The mask itself does not give us the full idea, as seen from the image we have provided before. Instead what we will do it create a composite using this mask and a different background. So, eventually following is what we want to achieve.

Image Compositing

Look at the image above. I have two girls sitting in a park. I also have an image of a shipwreck in Bali. Wouldn’t it be wonderful if I can move these girls near the shipwreck? That’s what is the third image. Let’s see how to achieve this.

So, we were already able to get a mask for the two girls from the code above. Let’s see how that looks like.
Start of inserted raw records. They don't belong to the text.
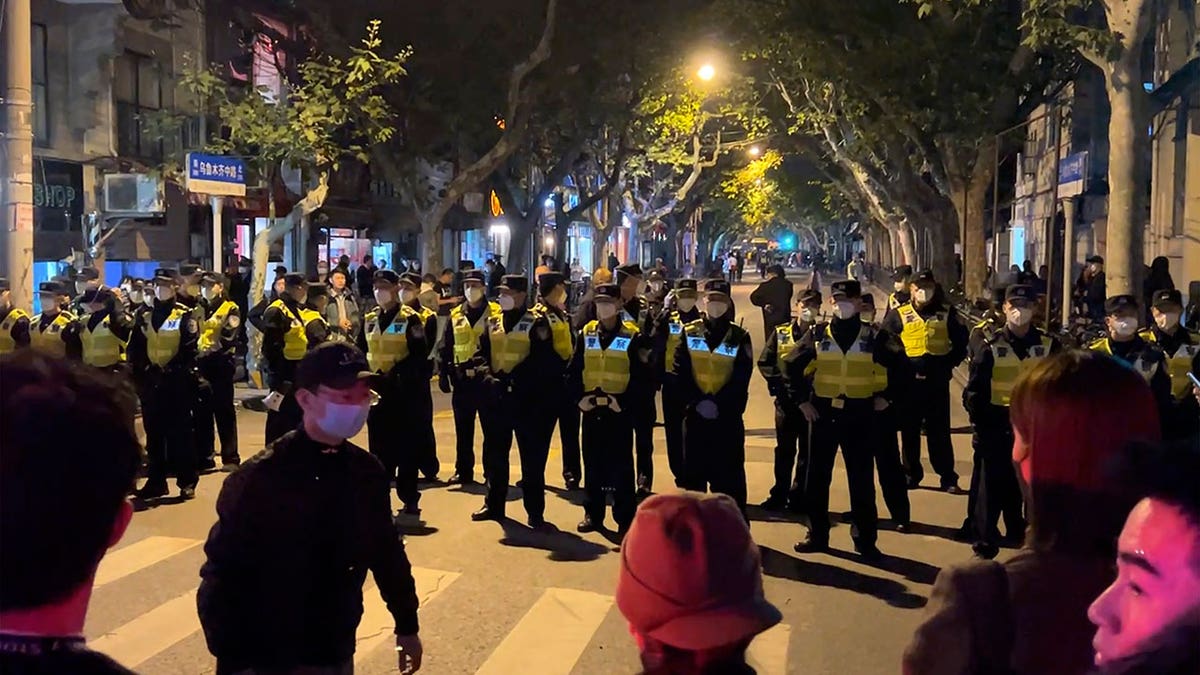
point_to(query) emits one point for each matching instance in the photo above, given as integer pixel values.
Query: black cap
(514, 282)
(607, 291)
(336, 365)
(717, 286)
(1021, 292)
(1119, 303)
(1165, 298)
(847, 288)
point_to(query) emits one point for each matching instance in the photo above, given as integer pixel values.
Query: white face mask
(343, 420)
(1020, 316)
(1167, 321)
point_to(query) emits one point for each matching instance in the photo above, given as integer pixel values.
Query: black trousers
(216, 405)
(791, 452)
(929, 404)
(167, 417)
(714, 455)
(609, 465)
(851, 432)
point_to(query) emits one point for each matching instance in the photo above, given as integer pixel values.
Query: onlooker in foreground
(1072, 413)
(298, 527)
(64, 505)
(690, 586)
(1149, 620)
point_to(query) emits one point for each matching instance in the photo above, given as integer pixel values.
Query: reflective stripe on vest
(388, 346)
(924, 336)
(1007, 366)
(162, 345)
(851, 374)
(712, 370)
(6, 342)
(606, 369)
(49, 340)
(101, 347)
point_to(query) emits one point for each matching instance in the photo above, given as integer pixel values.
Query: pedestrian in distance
(65, 505)
(331, 532)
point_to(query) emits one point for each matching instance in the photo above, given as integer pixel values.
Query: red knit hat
(690, 574)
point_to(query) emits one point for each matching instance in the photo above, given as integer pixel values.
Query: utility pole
(17, 160)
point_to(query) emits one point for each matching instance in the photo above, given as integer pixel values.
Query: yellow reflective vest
(607, 368)
(924, 336)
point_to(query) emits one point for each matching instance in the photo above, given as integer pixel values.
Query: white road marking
(139, 555)
(557, 629)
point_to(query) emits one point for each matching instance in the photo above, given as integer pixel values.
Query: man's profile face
(1157, 585)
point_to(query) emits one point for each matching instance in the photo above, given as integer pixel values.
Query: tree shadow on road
(783, 566)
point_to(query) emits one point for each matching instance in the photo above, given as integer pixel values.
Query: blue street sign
(215, 174)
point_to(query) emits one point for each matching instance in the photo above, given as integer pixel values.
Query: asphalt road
(502, 598)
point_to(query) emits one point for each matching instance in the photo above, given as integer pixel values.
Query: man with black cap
(463, 369)
(791, 428)
(289, 330)
(1122, 315)
(669, 333)
(397, 345)
(15, 324)
(845, 376)
(298, 529)
(714, 371)
(1182, 350)
(162, 351)
(219, 340)
(610, 381)
(55, 330)
(994, 370)
(936, 341)
(423, 394)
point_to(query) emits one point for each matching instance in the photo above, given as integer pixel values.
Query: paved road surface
(501, 598)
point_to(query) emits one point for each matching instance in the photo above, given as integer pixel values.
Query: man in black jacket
(282, 587)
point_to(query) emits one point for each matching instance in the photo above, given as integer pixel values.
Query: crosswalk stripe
(557, 628)
(377, 625)
(139, 555)
(142, 639)
(768, 651)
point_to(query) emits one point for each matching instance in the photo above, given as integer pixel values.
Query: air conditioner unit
(133, 193)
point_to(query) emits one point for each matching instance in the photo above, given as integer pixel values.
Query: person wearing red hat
(690, 585)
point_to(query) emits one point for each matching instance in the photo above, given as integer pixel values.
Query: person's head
(1121, 315)
(1155, 599)
(387, 287)
(690, 584)
(1072, 412)
(334, 393)
(1167, 306)
(64, 502)
(1019, 302)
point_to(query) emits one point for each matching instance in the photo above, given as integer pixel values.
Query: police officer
(462, 369)
(162, 350)
(839, 375)
(669, 333)
(397, 345)
(610, 382)
(935, 340)
(15, 324)
(289, 330)
(55, 330)
(994, 369)
(714, 370)
(219, 340)
(1182, 350)
(791, 428)
(1123, 344)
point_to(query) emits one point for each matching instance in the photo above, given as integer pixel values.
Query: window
(137, 90)
(41, 109)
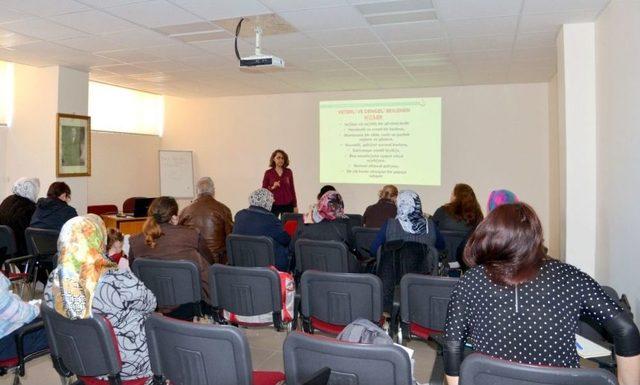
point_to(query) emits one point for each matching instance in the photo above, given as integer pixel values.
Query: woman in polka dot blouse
(517, 304)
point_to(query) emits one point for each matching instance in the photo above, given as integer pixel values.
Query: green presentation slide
(381, 141)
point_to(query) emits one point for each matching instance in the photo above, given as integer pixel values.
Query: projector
(262, 61)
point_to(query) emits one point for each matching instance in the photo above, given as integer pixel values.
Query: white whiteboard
(176, 173)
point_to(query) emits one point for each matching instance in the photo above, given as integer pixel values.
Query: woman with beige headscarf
(16, 210)
(86, 283)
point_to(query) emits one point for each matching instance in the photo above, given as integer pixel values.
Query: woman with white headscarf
(16, 210)
(259, 220)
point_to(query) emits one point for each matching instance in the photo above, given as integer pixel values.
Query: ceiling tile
(344, 36)
(223, 9)
(93, 21)
(481, 43)
(409, 31)
(325, 18)
(505, 25)
(42, 29)
(154, 13)
(473, 9)
(548, 6)
(418, 47)
(296, 5)
(44, 7)
(361, 50)
(553, 21)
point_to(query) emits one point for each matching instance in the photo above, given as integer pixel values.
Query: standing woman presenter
(279, 180)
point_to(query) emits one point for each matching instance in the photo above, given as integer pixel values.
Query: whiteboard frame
(193, 173)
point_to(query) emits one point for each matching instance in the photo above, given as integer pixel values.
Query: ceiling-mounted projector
(257, 60)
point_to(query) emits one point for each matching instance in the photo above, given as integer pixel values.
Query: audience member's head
(205, 186)
(509, 243)
(329, 208)
(410, 213)
(279, 158)
(162, 210)
(464, 206)
(388, 192)
(261, 198)
(324, 189)
(59, 190)
(500, 197)
(81, 264)
(27, 188)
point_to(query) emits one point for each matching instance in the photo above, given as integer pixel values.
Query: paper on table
(589, 349)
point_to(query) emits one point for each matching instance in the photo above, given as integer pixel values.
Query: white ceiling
(339, 44)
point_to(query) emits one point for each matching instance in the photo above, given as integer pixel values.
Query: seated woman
(462, 213)
(86, 282)
(17, 209)
(53, 211)
(259, 220)
(15, 313)
(377, 214)
(518, 304)
(162, 238)
(409, 225)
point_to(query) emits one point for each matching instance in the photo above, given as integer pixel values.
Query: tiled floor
(266, 354)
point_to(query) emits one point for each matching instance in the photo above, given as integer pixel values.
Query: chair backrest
(172, 282)
(245, 291)
(7, 242)
(340, 298)
(350, 363)
(193, 353)
(86, 347)
(363, 237)
(452, 242)
(479, 369)
(424, 299)
(331, 256)
(250, 251)
(102, 209)
(41, 242)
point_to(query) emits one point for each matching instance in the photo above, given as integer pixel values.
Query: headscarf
(81, 264)
(261, 198)
(410, 213)
(499, 198)
(329, 208)
(27, 188)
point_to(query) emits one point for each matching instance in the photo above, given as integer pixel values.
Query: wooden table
(126, 225)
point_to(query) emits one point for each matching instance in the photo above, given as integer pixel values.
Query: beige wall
(124, 165)
(493, 136)
(618, 144)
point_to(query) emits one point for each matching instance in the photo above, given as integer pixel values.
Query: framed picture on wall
(73, 145)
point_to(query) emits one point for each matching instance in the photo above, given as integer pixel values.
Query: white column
(577, 126)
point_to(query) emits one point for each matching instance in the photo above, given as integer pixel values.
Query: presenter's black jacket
(51, 214)
(16, 212)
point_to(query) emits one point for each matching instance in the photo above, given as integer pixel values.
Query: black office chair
(350, 363)
(173, 283)
(479, 369)
(423, 312)
(245, 291)
(191, 353)
(330, 256)
(250, 251)
(16, 365)
(331, 301)
(82, 347)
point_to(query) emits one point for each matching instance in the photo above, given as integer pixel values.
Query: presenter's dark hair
(272, 162)
(58, 188)
(160, 211)
(509, 243)
(465, 206)
(324, 189)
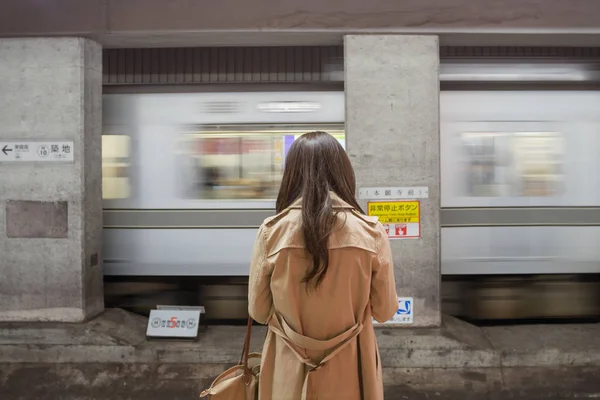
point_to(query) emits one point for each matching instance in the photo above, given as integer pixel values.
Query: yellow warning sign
(395, 212)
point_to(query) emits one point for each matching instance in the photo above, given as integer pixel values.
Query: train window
(115, 167)
(513, 164)
(538, 163)
(242, 162)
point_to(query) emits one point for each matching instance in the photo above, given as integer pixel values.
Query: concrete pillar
(50, 211)
(392, 128)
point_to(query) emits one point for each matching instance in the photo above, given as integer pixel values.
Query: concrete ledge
(109, 357)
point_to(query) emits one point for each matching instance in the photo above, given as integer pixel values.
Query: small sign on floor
(174, 322)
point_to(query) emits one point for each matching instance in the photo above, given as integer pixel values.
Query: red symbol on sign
(400, 230)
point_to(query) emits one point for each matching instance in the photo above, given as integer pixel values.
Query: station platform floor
(109, 357)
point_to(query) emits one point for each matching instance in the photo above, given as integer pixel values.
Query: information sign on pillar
(19, 151)
(392, 126)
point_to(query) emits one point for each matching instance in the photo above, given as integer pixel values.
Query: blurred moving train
(188, 178)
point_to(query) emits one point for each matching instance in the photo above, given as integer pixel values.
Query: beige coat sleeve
(260, 298)
(384, 300)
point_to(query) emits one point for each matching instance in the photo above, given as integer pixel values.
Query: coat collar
(336, 201)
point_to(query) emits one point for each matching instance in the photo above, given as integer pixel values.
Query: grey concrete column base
(51, 212)
(109, 358)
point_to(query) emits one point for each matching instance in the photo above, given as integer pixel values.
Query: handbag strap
(246, 350)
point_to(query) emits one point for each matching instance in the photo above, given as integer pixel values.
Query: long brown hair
(316, 164)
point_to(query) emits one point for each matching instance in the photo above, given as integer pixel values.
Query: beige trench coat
(321, 344)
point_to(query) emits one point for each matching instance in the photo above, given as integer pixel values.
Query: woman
(320, 272)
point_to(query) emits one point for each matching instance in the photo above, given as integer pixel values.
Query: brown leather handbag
(241, 381)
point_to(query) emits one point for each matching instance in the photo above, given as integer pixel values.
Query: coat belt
(298, 343)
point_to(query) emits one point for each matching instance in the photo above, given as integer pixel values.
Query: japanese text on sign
(405, 313)
(388, 193)
(395, 212)
(37, 151)
(401, 219)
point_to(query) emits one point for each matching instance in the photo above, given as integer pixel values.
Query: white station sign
(37, 151)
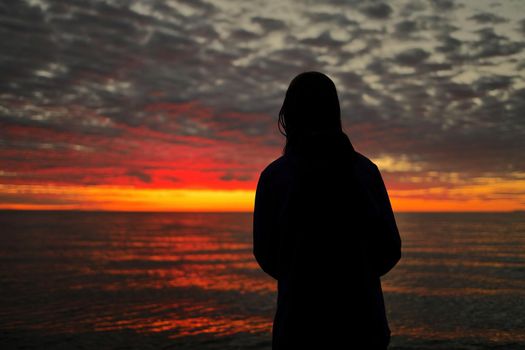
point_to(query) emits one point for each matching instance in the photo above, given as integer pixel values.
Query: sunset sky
(172, 105)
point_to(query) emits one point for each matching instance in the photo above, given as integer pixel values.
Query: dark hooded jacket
(325, 230)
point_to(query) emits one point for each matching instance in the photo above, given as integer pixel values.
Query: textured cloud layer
(184, 94)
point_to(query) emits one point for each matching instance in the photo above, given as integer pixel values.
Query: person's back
(324, 228)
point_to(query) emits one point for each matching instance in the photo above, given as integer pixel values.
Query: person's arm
(265, 242)
(389, 241)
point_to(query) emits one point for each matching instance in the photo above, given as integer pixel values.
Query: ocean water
(85, 280)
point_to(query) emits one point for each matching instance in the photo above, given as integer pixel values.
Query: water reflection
(461, 276)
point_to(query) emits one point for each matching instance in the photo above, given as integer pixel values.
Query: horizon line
(243, 211)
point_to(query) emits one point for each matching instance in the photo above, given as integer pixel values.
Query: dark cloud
(411, 57)
(269, 24)
(491, 44)
(108, 86)
(494, 82)
(376, 10)
(487, 18)
(142, 176)
(444, 5)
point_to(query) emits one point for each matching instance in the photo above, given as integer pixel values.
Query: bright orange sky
(146, 107)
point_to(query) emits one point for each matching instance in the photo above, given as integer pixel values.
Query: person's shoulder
(275, 167)
(364, 162)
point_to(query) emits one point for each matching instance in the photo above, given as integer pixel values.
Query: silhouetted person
(324, 228)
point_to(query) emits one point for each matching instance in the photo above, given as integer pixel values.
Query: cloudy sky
(173, 104)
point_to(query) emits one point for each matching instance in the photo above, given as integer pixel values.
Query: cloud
(378, 10)
(487, 18)
(411, 57)
(145, 92)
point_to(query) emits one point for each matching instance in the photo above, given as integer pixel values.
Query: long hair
(310, 107)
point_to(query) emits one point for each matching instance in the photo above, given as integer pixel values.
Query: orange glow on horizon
(110, 198)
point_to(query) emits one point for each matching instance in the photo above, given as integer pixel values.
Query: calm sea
(188, 281)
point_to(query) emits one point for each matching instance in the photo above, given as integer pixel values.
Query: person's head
(310, 106)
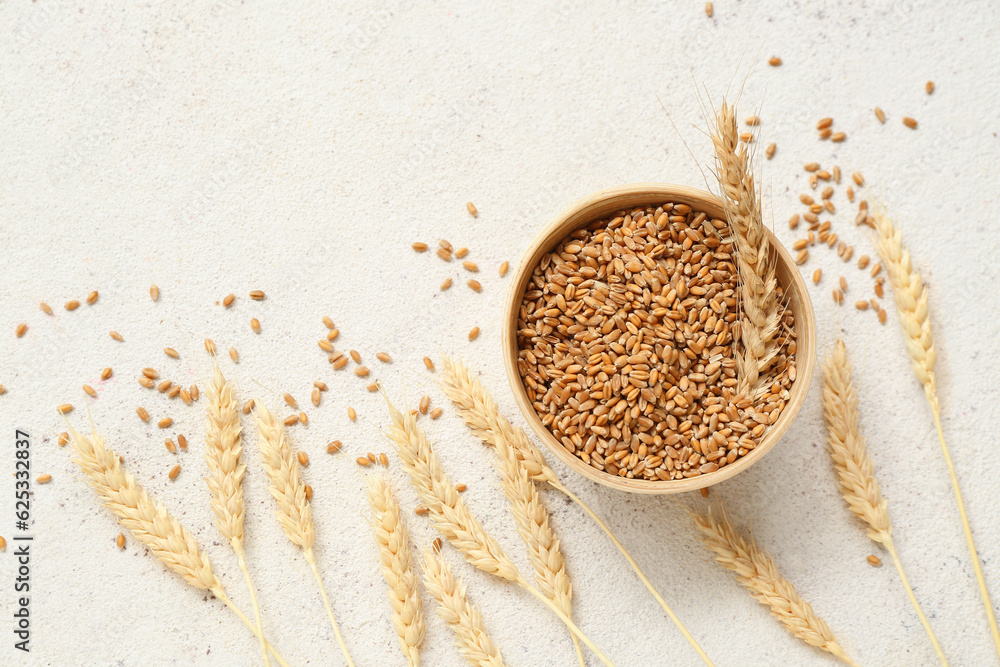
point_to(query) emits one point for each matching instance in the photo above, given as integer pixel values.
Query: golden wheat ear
(223, 455)
(758, 296)
(395, 560)
(758, 573)
(454, 609)
(452, 518)
(150, 523)
(294, 514)
(479, 411)
(855, 469)
(910, 294)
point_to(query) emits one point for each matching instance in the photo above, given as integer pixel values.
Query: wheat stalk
(533, 526)
(911, 304)
(223, 448)
(282, 468)
(479, 411)
(453, 519)
(394, 558)
(758, 573)
(150, 523)
(754, 262)
(455, 610)
(854, 467)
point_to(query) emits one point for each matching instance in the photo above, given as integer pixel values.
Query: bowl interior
(601, 205)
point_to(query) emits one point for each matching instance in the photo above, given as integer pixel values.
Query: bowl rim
(600, 204)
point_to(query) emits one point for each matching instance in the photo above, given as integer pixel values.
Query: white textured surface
(300, 148)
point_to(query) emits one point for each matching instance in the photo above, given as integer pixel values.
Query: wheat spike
(453, 519)
(447, 509)
(758, 573)
(393, 543)
(754, 262)
(533, 526)
(854, 467)
(455, 610)
(911, 303)
(223, 449)
(150, 523)
(481, 414)
(282, 468)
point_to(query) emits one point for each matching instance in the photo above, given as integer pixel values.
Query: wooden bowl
(601, 205)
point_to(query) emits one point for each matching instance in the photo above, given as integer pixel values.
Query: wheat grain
(288, 491)
(454, 609)
(911, 303)
(755, 265)
(758, 573)
(149, 521)
(479, 411)
(854, 467)
(393, 543)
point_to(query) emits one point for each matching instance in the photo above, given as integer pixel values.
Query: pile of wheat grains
(626, 346)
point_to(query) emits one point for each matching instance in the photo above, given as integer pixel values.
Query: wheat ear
(854, 467)
(150, 523)
(223, 449)
(393, 543)
(754, 262)
(282, 468)
(454, 609)
(758, 573)
(533, 526)
(911, 304)
(481, 414)
(453, 519)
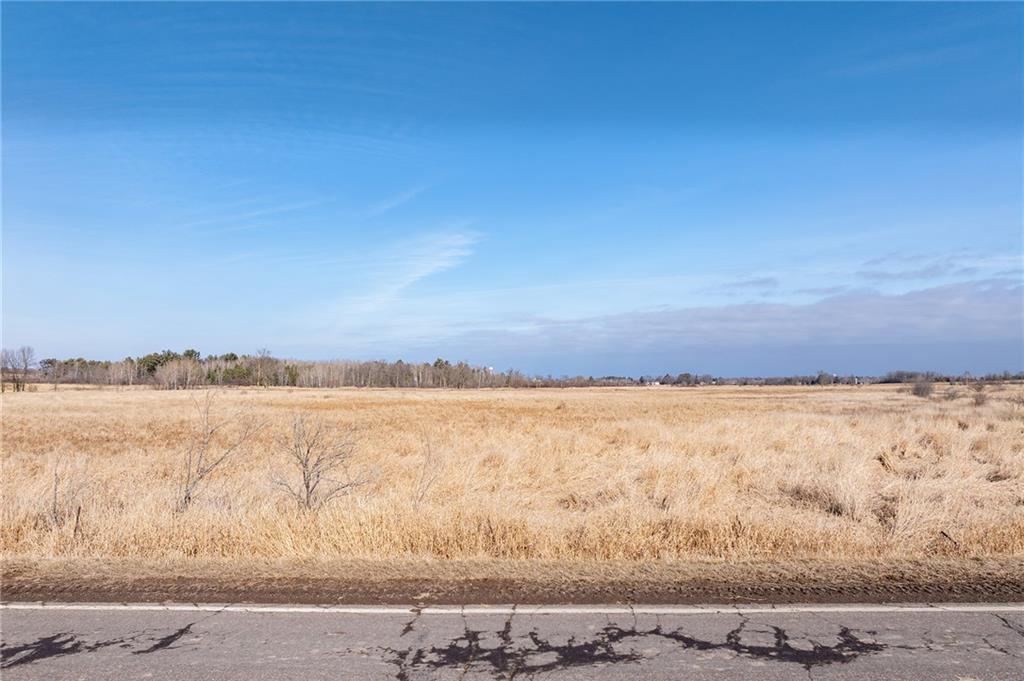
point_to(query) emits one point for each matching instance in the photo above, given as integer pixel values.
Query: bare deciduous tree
(211, 445)
(321, 455)
(16, 365)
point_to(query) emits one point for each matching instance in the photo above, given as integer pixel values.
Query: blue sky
(601, 188)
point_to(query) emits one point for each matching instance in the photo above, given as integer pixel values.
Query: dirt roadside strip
(438, 582)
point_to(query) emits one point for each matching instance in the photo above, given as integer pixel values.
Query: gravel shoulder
(436, 582)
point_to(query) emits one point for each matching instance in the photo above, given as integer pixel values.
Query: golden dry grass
(843, 473)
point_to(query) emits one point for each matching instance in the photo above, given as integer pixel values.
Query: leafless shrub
(69, 479)
(429, 472)
(211, 445)
(321, 455)
(923, 388)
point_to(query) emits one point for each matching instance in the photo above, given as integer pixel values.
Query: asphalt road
(80, 641)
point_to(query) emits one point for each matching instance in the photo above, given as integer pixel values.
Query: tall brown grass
(569, 474)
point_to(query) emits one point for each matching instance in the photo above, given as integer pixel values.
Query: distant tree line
(188, 369)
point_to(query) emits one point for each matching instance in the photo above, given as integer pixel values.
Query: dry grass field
(570, 475)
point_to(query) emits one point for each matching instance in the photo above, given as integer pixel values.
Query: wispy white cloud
(242, 220)
(389, 204)
(386, 274)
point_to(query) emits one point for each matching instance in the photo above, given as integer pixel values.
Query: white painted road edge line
(518, 609)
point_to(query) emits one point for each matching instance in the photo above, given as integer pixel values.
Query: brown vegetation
(669, 474)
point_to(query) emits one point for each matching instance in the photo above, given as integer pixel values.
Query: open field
(584, 477)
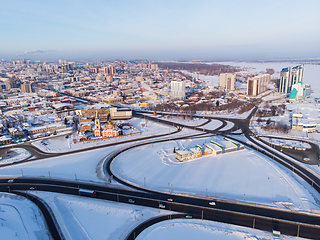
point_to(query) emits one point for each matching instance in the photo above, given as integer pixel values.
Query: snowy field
(228, 126)
(15, 155)
(281, 142)
(245, 175)
(21, 219)
(62, 144)
(214, 124)
(202, 229)
(88, 218)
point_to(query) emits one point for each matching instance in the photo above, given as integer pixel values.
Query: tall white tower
(178, 90)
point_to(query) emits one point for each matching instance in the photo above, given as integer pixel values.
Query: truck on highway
(86, 192)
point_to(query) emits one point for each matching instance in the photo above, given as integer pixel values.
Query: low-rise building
(184, 154)
(120, 113)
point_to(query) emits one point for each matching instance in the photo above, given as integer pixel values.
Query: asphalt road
(264, 218)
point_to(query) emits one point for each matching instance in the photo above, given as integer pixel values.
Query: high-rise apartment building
(26, 88)
(178, 90)
(258, 84)
(228, 81)
(289, 77)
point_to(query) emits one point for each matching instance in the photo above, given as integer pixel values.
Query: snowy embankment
(202, 229)
(244, 175)
(77, 166)
(214, 124)
(15, 155)
(186, 121)
(89, 218)
(21, 219)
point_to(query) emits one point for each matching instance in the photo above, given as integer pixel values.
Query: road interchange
(260, 217)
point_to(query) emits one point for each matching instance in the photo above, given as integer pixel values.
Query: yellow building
(112, 99)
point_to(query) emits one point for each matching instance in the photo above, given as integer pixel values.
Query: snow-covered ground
(244, 175)
(228, 126)
(186, 121)
(62, 144)
(89, 218)
(15, 155)
(202, 229)
(21, 219)
(214, 124)
(281, 142)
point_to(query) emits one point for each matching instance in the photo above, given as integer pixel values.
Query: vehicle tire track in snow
(285, 178)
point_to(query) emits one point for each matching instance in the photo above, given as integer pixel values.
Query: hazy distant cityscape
(149, 120)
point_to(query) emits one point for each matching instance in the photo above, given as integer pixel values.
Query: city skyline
(159, 30)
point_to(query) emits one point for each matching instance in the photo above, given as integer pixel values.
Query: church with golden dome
(110, 130)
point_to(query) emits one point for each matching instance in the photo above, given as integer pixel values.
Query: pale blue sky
(159, 30)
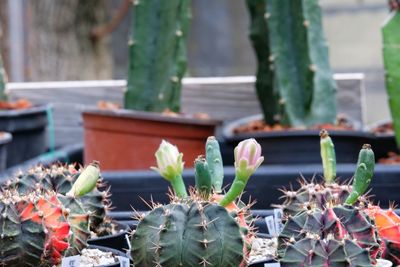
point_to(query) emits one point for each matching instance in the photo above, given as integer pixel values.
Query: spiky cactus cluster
(41, 226)
(204, 227)
(388, 226)
(294, 84)
(330, 229)
(319, 195)
(60, 178)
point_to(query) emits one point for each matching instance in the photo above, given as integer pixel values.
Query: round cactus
(184, 234)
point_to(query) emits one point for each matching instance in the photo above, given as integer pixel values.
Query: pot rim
(227, 131)
(154, 116)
def save_masked_image(self, outfile, img):
        fgimg = Image.open(img)
        mask = self.extract_person_mask(fgimg)

        tfimg = transforms.ToTensor()(fgimg)
        final_img = mask * tfimg
        utils.save_image(final_img, outfile)

That is nearly a clean extraction if I may say so :). Having that, next step is to just add that on the background image. We will use pillow for that part of the task.

def merge_image(self, outfile, imgfg, imgbg, person_mask):
        # We know mask is a tensor here, so will create an Image
        mask_image = transforms.ToPILImage()(person_mask)
        # Resize BG to FG
        w, h = imgfg.size
        imgbg = imgbg.resize((w, h))
        img = Image.composite(imgfg, imgbg, mask_image)
        img.save(outfile)

We will resize the background image to be the same size as the mask. We know that mask was generated from foreground image, so there is no need to resize them. Finally we just create a composite with the provided mask. Final image is what we want.

Not much of an effort, isn’t it?

Conclusion

This is the basic implementation for image segmentation. My target was really video segmentation, so this was just the beginning. A lot of these things I had converted from OpenCV to Pillow. Hope you find this useful. Ciao for now!